Ph.D. student Heather Underwood wins top graduate student award in ACM Student Research Competition Grand Finals

 

ATLAS Ph.D. student Heather Underwood has won the first-place graduate student award in the prestigious Grand Finals of the 2013 Student Research Competition (SRC) of the Association for Computing Machinery (ACM) for her research paper entitled “The PartoPen: Using Digital Pen Software to Improve Birth Attendant Training and Maternal Outcomes in Kenya.”
Underwood is developing the PartoPen, which is an interactive digital pen-based system that reinforces birth-attendant training, records labor progress, validates form data, and overall aims to improve maternal outcomes in developing countries.
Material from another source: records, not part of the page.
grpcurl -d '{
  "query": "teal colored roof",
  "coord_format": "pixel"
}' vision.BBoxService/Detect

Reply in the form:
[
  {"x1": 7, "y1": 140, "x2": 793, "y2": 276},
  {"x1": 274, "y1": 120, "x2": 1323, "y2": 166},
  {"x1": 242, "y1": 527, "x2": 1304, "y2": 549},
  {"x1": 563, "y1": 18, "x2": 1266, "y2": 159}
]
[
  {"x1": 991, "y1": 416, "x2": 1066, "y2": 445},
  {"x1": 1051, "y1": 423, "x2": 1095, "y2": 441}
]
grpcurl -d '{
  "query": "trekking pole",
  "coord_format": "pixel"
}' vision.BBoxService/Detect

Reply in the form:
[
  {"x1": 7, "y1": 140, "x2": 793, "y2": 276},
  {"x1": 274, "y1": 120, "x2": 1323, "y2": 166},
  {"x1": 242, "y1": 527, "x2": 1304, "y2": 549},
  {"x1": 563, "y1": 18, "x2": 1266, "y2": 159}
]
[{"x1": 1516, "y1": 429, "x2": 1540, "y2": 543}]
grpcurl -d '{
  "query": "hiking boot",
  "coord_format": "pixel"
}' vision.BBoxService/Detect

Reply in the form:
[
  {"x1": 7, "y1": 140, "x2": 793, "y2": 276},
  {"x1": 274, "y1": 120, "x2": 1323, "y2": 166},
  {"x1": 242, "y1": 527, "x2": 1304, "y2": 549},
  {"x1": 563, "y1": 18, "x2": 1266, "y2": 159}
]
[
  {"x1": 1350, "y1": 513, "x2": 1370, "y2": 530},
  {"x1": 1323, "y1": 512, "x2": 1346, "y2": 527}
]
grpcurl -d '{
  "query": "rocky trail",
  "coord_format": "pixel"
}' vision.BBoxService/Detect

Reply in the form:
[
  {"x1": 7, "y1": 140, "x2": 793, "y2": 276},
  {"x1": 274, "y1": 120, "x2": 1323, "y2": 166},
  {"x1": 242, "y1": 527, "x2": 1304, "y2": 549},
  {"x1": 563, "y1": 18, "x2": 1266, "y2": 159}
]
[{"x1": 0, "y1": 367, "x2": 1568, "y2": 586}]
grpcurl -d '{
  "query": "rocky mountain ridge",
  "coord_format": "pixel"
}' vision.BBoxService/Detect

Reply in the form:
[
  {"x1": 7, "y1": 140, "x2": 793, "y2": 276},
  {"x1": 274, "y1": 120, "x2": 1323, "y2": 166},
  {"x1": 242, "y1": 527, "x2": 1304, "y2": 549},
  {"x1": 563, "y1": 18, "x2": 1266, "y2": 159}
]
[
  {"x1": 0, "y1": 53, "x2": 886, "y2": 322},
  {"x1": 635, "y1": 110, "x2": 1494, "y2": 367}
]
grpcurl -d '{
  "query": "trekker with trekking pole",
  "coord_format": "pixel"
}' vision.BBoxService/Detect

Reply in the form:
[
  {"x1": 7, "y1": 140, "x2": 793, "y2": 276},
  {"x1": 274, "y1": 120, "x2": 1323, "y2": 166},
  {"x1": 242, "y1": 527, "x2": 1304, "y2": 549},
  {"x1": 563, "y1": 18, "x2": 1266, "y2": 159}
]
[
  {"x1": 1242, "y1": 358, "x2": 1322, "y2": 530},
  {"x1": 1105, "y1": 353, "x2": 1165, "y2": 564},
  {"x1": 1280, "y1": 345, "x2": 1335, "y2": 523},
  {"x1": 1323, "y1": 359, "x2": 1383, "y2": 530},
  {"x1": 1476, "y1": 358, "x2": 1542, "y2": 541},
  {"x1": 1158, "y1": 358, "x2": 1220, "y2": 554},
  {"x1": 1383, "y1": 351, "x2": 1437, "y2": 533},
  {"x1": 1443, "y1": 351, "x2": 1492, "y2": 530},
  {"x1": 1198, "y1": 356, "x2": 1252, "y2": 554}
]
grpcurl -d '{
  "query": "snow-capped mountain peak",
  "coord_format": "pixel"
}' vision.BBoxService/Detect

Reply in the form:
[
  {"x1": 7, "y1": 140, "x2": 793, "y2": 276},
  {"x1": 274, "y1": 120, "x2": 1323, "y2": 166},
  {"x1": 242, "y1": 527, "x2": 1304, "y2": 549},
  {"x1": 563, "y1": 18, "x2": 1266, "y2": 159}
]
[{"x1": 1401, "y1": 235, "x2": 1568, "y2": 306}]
Student research competition winners from all ACM conferences from the past year were entered in the Grand Finals.
A total of about 200 students participated in all the student research competitions. Underwood received a first-place ranking in the student research competition for this paper at the CHI 2012 Conference on Human Factors in Computing Systems held last May.
She will be recognized at the ACM awards banquet June 15 in San Francisco. Underwood’s research is supported by a National Science Foundation Graduate Research Fellowship and a Bill & Melinda Gates Global Challenge Grant.
The ACM Student Research Competition is made possible by a generous sponsorship from Microsoft Research.